In pursuing a bipartisan deal, secretly negotiated, Bush showed not only a distaste for politics but also a failure to understand the passions that animate politics. In the nature of things, there can be no satisfactory bipartisan solution to the problem of deficit spending because the country is deeply divided on the relevant issues. The President seems not to grasp the reality of this division, which cannot be papered over in private meetings. Strikingly, a few days ago Bush conceded that he was not comfortable with domestic politics. In foreign affairs, by contrast, "people really basically want to support the President," he said. But a President uncomfortable with domestic affairs is not in the right line of business.
There is only one way that the problem of the federal budget can be sensibly addressed, and that is for the President to take his case to the American people. He could use the media, which is forever at his disposal. He could say: "Americans are overtaxed," or: "I would like to try to cut back on the size of government and I need your help." He could show that he perceives the political fault lines and is willing to make the case for the side that elected him. But this is what he will not do, and it can only be because he does not feel strongly enough about the issues to take such a stand. President Reagan showed that a conservative message is also a winning one. But President Bush seems not to have absorbed this lesson in his eight years as Reagan's vice president. That is why conservatives are disheartened at this moment.
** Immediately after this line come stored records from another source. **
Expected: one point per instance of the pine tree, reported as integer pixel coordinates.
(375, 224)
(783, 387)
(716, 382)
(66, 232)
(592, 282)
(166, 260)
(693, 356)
Consider this. Last weekend, the government was briefly shut down--but at a time when tourists and museum visitors were hurt, not federal employees. Nonetheless, it was a perilous moment for bureaucrats because the unwelcome distinction was publicly made between "essential" and "non-essential" workers: 87,000 of the latter at the Department of Health and Human Services, for example, 80,000 in the Department of Agriculture, 30,000 in the Commerce Department. But on Monday morning, they were all back at work, and Bush held a press conference in which he said: "I want to recognize the valiant federal work force that had to suffer through some uncertainty in this period." Is he on their side, then? There has been much talk of shared sacrifice, pain to be borne equally by all Americans. Are government workers alone to be exempt from this? If Bush showed that he understood this issue, conservatives would be encouraged. And at this late date, surprised.